Missing persons’ cases, unidentified human remains, and mass disasters are problems faced not only within the United States, but also many other countries worldwide. Routinely in missing persons’ cases, challenging skeletal remains (bone and teeth) are the only samples available for DNA analysis. However, some samples are more challenging to process than others because of their biological composition, environmental exposure (humidity, temperature, UV light, and microorganisms), DNA damage and/or degradation, the presence of inhibitors, and the possibility of contamination or comingled remains.
In her presentation at ISHI, Kyleen Elwick (Doctoral Candidate in Forensic Science, Sam Houston State University) will present on a study done which evaluates the comparative performance of the two most common forensic sequencing chemistries and platforms used within the community for identifying extremely challenging biological samples.
We sat down with Kyleen and asked her what her biggest learning was from doing this study.
Kyleen, thanks for chatting with us today! Can you tell us what types of samples you primarily work with in a missing person’s case?
The samples I primarily work with are bones, teeth, hair, and decomposed tissues.
Can you briefly describe the study that you’ll be presenting on at ISHI?
This study evaluates and compares the performance of the Ion S5 and MiSeq FGx systems using challenging human remains such as burned, embalmed, cremated, and decomposed bone and teeth samples.
Personally, what was the biggest learning that you took away from the project? How did you become involved?
I have learned how powerful massively parallel sequencing can be for challenging samples, but also how difficult and tedious the data analysis process can be, especially when working with multiple platforms and chemistries. My PI, Sheree Hughes-Stamm was awarded an NIJ grant 3 years ago and asked if I wanted to work on the project.
How did you become interested in forensic science?
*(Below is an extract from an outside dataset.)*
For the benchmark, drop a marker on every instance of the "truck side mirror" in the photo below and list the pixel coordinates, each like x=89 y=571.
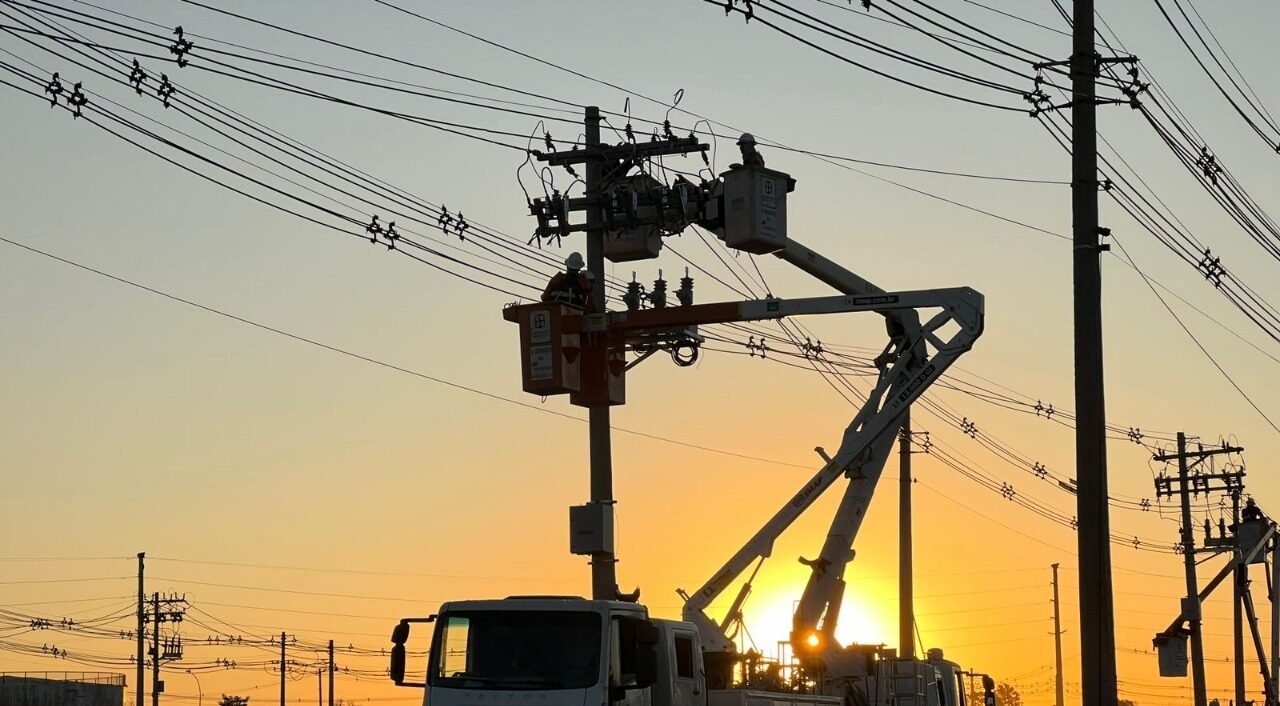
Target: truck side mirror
x=397 y=669
x=647 y=654
x=400 y=636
I became interested in forensics when I was in high school. I participated in a program that showed high school students different career paths. One of our classes was a tour of the Kansas City Crime Lab and I was very fascinated after that visit. In college, I continued to take forensic science classes and familiarize myself with the subject until I applied to Sam Houston’s MSFS program and eventually continued on to the doctoral program.
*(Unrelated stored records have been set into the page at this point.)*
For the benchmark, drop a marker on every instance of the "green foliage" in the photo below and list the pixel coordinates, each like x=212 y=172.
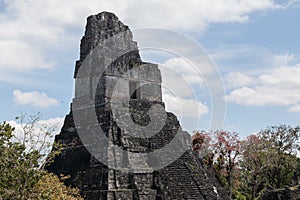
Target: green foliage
x=21 y=166
x=269 y=159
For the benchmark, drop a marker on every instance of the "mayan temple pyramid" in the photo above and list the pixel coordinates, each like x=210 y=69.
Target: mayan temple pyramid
x=118 y=140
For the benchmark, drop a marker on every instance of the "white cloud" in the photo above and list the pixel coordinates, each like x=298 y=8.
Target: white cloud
x=52 y=126
x=34 y=98
x=283 y=59
x=20 y=56
x=237 y=79
x=280 y=87
x=184 y=107
x=295 y=108
x=30 y=28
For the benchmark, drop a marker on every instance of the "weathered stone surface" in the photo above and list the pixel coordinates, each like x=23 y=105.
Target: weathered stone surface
x=184 y=178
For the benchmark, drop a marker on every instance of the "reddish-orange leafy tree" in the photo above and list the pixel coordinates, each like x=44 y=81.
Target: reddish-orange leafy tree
x=227 y=148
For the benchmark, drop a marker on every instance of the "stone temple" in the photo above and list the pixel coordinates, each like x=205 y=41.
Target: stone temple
x=118 y=142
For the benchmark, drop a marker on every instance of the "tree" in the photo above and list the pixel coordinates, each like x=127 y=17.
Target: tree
x=21 y=166
x=253 y=165
x=282 y=142
x=226 y=147
x=268 y=158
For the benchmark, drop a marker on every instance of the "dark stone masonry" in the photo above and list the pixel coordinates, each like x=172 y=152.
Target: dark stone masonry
x=132 y=87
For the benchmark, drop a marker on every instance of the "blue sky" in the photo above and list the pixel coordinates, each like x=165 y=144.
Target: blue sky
x=253 y=43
What tips would you give to someone who is just starting out in the forensics field, or what is the best advice that you’ve received?
Definitely make connections and talk to everyone you can. Networking is awesome and could provide future job opportunities. Talking to vendors that have interesting products could start potential collaborations as well.
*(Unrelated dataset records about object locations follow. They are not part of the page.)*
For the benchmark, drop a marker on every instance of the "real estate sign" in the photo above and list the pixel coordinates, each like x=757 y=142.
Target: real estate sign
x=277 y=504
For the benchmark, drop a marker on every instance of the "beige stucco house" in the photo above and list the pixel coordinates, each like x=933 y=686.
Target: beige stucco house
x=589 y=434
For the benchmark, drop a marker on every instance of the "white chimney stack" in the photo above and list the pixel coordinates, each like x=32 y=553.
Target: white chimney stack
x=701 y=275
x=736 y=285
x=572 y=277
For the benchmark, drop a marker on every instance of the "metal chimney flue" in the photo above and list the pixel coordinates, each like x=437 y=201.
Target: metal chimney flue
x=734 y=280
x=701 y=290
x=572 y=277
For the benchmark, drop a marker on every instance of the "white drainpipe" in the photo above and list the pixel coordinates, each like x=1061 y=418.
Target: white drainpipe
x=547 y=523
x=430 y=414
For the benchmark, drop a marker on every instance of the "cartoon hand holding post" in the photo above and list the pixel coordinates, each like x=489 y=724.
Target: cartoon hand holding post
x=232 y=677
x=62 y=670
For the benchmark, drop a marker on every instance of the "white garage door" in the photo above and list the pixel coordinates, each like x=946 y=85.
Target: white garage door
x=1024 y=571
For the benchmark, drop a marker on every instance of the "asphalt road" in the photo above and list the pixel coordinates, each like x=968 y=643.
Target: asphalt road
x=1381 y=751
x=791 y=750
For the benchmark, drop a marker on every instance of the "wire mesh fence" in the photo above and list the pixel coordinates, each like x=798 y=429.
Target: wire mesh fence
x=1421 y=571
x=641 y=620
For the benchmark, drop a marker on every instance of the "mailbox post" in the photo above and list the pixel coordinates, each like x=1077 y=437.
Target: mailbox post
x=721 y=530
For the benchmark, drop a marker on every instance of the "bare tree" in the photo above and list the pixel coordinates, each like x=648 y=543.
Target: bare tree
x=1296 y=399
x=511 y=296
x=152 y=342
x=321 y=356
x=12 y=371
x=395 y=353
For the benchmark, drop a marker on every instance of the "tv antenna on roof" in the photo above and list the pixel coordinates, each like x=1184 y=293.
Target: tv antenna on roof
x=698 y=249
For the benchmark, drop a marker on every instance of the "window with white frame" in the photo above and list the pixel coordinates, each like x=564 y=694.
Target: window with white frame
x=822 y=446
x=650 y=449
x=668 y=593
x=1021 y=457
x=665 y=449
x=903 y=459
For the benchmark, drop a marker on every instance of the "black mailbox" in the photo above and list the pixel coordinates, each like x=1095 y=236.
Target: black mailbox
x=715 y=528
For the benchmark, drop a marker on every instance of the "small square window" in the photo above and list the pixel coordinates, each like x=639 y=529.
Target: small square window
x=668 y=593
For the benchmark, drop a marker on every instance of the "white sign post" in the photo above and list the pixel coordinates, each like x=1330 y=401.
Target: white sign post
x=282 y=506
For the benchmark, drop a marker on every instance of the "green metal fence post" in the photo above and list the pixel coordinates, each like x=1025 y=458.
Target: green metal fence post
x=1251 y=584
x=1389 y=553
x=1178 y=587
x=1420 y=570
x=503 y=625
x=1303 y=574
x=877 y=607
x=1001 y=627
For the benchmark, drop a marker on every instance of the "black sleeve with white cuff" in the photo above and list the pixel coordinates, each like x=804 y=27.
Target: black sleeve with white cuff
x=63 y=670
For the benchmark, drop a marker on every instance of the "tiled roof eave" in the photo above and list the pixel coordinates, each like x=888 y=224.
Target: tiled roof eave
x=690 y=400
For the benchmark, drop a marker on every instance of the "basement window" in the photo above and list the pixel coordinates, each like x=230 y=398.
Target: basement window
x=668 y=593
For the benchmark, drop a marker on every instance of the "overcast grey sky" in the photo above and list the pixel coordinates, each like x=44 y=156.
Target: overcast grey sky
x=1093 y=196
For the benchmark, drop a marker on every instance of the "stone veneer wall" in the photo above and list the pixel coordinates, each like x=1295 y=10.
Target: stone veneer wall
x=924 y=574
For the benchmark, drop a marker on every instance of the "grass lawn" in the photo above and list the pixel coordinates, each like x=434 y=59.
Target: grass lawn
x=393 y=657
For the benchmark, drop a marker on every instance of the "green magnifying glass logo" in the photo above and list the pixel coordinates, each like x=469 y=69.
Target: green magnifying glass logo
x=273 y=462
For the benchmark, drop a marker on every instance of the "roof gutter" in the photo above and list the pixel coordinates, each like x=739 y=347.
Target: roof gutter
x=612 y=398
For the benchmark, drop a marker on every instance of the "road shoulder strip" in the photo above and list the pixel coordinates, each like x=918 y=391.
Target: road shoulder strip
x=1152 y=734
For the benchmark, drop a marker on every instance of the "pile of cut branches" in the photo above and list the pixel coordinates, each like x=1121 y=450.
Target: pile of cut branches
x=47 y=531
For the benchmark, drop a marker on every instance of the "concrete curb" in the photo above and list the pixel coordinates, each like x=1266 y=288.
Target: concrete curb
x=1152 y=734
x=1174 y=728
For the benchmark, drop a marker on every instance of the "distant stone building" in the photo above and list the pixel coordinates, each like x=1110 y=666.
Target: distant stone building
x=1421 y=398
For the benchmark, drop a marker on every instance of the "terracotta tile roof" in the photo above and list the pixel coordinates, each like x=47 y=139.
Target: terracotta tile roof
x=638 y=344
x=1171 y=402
For those still deciding whether to attend, what is your favorite thing about ISHI, or what are you most looking forward to this year?
ISHI is an awesome conference and great all around experience! The talks are super niche to forensic genetics, but they are always interesting and provide a variety of topics. The off-site event is definitely the most fun though! The event site and entertainment is always above and beyond.
What’s one thing that others may not know about you?
I am graduating in December with my PhD and looking for a job! If you’re interested in my work you can hire me. 🙂 I am also an avid rock climber.